Diane Glancy
b. 1941

Biography

Diane Glancy was born in Kansas City and graduated from the University of Missouri and the University of Iowa's Writers Workshop. Her mixed heritage -- Cherokee on her mother's side, English and German on her father's -- plays a significant role in her writing, allowing her to be both inside and outside the traditions of her Native American characters. Glancy currently teaches at Macalaster College in St. Paul, Minnesota. Her short-story collections and novels include Trigger Dance (1990), Firesticks (1993), and Pushing the Bear (1996).

Explorations

As a contemporary Native American writer, Diane Glancy doesn't avoid or soft-pedal paradoxes and problems within her culture; she talks about alcohol abuse and sexism and, mordantly, about the pretentiousness she sees among other Native American writers, who "play Indian" (in Scott Momaday's phrase) in order to awe and profit from a largely white American literary culture. The two short works in NAAL, Jack Wilson or Wovoka and Christ My Lord (1993) and Polar Breath (1993), show us the chances that she takes as a writer and the controversial nature of her art.

1. In Jack Wilson, we eavesdrop on an open-ended and important quarrel among Native American writers. But we view Wilson in context with other personalities -- including the forceful and special personality of the narrator herself. How does this context affect the way in which we ultimately see Wilson?

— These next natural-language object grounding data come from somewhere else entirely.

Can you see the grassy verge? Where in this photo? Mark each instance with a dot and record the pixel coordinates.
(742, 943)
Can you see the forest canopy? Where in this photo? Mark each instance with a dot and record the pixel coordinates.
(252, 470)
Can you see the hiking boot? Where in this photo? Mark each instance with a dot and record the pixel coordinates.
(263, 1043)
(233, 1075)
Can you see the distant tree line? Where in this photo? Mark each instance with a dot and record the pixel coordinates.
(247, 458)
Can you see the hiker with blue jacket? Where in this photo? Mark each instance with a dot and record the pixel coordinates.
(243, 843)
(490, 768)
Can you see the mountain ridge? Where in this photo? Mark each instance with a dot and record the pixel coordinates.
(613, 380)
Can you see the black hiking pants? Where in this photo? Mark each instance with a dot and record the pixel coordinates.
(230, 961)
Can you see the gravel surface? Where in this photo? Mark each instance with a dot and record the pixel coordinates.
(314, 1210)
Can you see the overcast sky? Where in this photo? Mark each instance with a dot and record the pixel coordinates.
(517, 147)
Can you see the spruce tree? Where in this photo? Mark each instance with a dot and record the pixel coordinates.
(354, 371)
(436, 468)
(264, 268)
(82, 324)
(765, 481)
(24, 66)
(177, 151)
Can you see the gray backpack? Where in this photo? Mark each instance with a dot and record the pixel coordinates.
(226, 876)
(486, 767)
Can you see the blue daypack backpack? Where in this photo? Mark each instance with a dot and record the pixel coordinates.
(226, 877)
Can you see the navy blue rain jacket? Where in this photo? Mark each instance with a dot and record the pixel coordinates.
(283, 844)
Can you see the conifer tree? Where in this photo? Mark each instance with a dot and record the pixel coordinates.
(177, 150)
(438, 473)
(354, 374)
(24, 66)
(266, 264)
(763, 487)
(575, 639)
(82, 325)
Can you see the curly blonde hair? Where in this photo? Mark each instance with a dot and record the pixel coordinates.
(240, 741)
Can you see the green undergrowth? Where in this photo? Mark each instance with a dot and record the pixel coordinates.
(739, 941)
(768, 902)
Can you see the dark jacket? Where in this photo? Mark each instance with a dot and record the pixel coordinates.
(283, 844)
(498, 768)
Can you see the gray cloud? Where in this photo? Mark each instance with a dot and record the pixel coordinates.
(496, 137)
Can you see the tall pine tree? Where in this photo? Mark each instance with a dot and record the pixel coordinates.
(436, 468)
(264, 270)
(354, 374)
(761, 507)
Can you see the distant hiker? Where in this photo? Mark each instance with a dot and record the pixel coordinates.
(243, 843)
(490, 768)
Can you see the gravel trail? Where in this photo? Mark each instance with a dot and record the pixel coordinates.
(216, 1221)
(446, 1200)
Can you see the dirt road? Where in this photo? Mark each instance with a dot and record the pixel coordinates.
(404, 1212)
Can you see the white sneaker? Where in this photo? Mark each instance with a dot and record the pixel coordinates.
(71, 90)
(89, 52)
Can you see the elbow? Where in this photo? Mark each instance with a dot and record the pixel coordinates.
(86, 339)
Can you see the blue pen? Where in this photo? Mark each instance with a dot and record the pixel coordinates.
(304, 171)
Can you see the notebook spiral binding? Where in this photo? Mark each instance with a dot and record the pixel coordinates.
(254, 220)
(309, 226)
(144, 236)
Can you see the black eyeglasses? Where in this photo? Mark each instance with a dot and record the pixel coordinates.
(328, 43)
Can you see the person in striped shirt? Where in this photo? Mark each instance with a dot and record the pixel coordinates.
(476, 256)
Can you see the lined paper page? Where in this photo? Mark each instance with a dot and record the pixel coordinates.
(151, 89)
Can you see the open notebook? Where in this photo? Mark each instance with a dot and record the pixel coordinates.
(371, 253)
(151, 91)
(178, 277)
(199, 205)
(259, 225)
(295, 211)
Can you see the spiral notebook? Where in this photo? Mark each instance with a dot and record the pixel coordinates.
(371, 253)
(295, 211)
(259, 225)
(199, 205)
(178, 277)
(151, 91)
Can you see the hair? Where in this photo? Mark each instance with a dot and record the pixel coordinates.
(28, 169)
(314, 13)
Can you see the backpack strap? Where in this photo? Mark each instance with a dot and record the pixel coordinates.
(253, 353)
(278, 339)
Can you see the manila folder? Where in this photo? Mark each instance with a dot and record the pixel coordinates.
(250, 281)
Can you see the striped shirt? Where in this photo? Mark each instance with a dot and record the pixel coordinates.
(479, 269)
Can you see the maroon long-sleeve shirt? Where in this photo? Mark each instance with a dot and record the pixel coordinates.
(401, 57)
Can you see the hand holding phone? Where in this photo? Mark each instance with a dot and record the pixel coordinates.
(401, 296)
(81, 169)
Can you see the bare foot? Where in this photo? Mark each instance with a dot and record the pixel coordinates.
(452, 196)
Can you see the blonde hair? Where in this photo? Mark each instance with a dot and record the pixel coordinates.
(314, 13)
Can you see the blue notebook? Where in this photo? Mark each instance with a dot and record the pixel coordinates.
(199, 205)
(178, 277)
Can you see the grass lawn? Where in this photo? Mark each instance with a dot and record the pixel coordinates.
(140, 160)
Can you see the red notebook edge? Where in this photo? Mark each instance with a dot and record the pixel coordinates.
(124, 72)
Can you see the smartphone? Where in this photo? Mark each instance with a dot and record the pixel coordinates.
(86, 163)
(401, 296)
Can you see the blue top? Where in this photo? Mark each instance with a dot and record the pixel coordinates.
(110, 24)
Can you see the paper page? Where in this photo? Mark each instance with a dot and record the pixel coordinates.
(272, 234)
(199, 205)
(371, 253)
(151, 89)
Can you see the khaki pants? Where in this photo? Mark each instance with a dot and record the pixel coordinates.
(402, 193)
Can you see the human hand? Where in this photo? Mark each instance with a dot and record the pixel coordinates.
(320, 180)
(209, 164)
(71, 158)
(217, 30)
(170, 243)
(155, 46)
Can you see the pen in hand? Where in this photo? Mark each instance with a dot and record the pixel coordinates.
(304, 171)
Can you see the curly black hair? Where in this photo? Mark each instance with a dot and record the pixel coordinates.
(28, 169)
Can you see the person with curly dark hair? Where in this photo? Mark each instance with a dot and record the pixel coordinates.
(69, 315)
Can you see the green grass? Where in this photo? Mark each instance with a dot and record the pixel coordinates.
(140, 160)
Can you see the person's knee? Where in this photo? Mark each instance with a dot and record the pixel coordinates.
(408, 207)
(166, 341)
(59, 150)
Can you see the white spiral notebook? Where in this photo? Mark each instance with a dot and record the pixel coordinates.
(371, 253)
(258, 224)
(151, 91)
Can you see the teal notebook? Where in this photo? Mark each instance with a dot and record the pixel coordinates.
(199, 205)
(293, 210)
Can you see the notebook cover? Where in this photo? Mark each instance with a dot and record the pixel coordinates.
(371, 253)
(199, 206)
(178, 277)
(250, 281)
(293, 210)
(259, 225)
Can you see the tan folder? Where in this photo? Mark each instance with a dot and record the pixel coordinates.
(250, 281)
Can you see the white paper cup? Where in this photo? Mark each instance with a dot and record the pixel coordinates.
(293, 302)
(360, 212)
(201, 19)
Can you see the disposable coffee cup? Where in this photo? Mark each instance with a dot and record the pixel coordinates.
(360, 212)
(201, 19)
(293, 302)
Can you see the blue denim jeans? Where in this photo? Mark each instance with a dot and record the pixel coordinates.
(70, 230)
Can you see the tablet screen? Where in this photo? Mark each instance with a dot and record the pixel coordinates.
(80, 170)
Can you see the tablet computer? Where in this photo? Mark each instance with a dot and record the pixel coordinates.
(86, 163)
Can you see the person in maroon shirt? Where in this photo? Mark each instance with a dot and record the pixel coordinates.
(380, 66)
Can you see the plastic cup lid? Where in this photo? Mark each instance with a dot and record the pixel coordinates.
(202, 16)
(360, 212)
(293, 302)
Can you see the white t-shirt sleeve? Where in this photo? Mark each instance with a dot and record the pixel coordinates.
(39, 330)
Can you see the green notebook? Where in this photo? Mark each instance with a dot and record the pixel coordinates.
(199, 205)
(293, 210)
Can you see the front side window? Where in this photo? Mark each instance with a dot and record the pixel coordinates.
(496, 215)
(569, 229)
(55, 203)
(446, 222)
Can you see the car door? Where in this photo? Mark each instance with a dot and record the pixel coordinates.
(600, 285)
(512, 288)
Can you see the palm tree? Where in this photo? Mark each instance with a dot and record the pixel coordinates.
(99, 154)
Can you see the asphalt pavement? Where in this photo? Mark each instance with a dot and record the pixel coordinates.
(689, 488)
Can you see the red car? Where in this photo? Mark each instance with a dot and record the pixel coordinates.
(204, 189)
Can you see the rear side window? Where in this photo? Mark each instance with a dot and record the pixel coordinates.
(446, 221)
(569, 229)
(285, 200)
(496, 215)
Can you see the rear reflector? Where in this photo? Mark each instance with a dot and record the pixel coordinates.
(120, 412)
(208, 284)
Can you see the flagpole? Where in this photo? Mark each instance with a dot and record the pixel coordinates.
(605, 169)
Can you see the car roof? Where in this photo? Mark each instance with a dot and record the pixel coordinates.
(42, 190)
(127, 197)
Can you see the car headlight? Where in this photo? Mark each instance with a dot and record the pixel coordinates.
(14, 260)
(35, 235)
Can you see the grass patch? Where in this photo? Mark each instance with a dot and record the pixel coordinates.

2. In Polar Breath, we may be able to see a response to Jack London's To Build a Fire. The plots resemble each other: in each someone alone dies in the cold. But compare the inner life of Glancy's old woman with the consciousness of London's "the man." How would you differentiate the way these people think and the experiences and beliefs they think about?

3. Who is Glancy implicitly writing to and for? Do we hear her? Or do we overhear her? Do you believe that the time is right for certain aspects of Native American experience to be explored in the way that Glancy explores them?